Vector DB and data processing service

Vector DB and data processing service

Company
📱 GutDiaries
Skill Area
📊 Data & AnalyticsProduct & Development
Tool Stack
Zilliz (vector database)vector embeddingsPythonLLMs
📋

Overview

🔍 Project context
A specialized backend service for GutDiaries that fetches ingredient pH and FODMAP content using vector databases and LLMs. The system combines existing food data with AI-generated insights to provide users with digestive health information during food logging.
👥 UX Driver
Developed in response to user surveys revealing that GERD and IBS sufferers needed immediate pH and FODMAP information while logging meals. This feature directly addressed a gap in the market where existing apps lacked real-time nutritional guidance for digestive conditions.

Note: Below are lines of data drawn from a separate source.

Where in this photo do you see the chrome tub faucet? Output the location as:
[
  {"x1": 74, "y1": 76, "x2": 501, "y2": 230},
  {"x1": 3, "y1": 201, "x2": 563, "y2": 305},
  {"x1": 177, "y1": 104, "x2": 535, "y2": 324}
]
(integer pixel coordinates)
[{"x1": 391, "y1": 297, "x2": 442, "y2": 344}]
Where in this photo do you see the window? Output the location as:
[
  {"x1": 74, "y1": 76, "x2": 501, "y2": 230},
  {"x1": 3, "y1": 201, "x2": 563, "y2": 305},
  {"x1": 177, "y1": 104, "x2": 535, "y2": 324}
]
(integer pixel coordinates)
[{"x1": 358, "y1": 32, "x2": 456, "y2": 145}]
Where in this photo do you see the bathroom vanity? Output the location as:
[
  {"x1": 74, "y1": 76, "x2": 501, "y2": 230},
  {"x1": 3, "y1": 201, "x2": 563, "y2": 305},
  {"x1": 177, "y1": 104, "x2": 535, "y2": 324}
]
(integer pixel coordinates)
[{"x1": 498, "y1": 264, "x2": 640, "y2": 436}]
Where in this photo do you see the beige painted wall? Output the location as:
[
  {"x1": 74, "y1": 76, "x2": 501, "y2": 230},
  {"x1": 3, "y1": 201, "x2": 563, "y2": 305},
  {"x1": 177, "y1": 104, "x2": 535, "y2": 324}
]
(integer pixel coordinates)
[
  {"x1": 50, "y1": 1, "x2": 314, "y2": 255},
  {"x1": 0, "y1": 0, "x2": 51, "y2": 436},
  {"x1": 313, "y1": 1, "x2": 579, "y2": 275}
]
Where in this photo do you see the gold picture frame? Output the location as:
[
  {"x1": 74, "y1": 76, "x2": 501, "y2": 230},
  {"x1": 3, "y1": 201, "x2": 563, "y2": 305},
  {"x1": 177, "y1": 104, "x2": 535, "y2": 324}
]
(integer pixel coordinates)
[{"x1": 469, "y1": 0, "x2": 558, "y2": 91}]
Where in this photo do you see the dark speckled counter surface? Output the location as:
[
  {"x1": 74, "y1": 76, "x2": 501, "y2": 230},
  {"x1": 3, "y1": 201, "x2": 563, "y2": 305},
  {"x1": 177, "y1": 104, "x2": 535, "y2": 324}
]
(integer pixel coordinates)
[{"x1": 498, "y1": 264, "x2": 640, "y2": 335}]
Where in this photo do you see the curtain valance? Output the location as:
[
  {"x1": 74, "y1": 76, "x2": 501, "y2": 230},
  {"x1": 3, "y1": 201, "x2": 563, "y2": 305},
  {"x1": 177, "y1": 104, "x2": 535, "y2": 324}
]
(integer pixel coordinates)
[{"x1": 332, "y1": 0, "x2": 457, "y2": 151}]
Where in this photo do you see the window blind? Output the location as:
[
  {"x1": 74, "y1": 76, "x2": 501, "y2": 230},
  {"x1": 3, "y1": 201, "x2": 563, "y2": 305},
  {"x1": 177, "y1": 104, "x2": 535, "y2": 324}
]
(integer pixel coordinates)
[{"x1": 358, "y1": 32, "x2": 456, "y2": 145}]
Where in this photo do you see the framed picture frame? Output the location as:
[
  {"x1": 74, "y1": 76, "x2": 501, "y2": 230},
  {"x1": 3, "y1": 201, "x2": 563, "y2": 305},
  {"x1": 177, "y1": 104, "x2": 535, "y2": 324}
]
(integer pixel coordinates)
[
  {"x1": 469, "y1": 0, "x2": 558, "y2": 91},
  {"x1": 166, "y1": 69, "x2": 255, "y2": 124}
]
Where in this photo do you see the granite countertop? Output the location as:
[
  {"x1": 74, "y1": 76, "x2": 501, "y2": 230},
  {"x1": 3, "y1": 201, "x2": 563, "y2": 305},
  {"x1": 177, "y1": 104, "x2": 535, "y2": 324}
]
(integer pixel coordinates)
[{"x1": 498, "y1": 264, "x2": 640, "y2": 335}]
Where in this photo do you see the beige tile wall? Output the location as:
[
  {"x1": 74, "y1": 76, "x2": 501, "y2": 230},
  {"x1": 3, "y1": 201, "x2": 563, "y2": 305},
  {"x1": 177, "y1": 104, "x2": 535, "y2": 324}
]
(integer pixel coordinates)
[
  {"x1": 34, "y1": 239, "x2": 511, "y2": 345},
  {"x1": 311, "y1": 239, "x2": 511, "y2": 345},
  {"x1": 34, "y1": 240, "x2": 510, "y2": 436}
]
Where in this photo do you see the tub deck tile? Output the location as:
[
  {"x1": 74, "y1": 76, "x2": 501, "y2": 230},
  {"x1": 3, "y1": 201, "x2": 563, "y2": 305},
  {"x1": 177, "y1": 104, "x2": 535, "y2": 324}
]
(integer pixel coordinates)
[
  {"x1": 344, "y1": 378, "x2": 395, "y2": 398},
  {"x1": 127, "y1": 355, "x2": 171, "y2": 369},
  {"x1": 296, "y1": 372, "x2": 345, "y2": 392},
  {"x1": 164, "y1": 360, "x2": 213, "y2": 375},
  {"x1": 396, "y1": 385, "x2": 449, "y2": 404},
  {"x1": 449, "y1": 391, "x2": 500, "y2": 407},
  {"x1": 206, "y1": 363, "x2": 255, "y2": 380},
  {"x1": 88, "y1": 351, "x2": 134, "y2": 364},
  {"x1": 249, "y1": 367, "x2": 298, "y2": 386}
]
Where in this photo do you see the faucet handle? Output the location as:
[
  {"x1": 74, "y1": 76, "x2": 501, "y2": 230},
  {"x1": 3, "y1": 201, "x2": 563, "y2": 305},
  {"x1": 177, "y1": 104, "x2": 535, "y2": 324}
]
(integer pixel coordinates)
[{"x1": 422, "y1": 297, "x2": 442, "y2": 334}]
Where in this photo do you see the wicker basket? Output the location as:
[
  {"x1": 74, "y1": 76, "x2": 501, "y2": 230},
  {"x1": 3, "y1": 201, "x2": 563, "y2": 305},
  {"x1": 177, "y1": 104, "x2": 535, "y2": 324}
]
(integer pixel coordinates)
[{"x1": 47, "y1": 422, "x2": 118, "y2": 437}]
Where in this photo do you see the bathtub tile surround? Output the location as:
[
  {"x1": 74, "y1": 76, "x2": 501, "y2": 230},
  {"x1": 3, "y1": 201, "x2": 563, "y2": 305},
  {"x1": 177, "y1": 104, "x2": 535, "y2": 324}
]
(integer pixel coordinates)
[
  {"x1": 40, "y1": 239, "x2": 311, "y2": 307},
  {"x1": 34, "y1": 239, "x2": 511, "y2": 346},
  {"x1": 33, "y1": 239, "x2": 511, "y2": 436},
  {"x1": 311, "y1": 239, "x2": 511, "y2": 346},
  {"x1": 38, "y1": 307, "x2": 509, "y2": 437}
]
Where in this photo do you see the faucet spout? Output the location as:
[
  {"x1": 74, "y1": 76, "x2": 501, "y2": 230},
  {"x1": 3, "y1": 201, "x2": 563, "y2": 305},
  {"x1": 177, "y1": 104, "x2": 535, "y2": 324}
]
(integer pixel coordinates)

Bridges the critical gap between first use and long-term retention that (in order to entice users ASAP in their experience to increase day-over-day engagement)
⚙️ Technical approach
Self-expanding knowledge base that learns from user queries Hybrid search approach (scalar + vector + AI fallback) JSON-structured API with multiple specialized endpoints
💡

UX-Driven Driver for the Features

  • User-driven development: Developed in response to user surveys highlighting the need for immediate pH and FODMAP information during food logging
  • Retention driver: Designed to create an "aha moment" during initial food logging to motivate continued app usage
⚙️

Technical Implementation

I designed a multi-layered food analysis API with three main endpoints:

  1. Food to Ingredients Conversion - Converts food names into standardized ingredient lists using Google’s Gemini API
  2. pH & FODMAP Ingredient Analysis - Fetches data for individual ingredients for digestive health factors (i.e. fermentability which affects IBS and pH which affects acidity)
  3. Comprehensive Food Summary - Provides gut health insights for complete meals based on data from the first two endpoints

The service uses a 3 tiered approach:

  • First attempts exact matches via scalar search
  • Falls back to semantic similarity through vector embeddings
  • When no match is found, uses a pre-trained Gemini AI model to generate reasonable estimates
  • Automatically stores AI-generated results to continually expand the knowledge base

Highlights

  • Vector database Integration: Created a custom vector embedding system (using Gemini embeddings model) with Zilliz that stores and retrieves food data based on semantic similarity
  • 3 tier search: Implemented a three-tier search strategy that gracefully goes down from exact matches to AI inferences
  • Self-learning architecture: Designed an async process that captures AI-generated insights and feeds them back into the vector database
image

Swagger Docs

(Requires Bearer token, contact me if you’d like one to test the API for any reason)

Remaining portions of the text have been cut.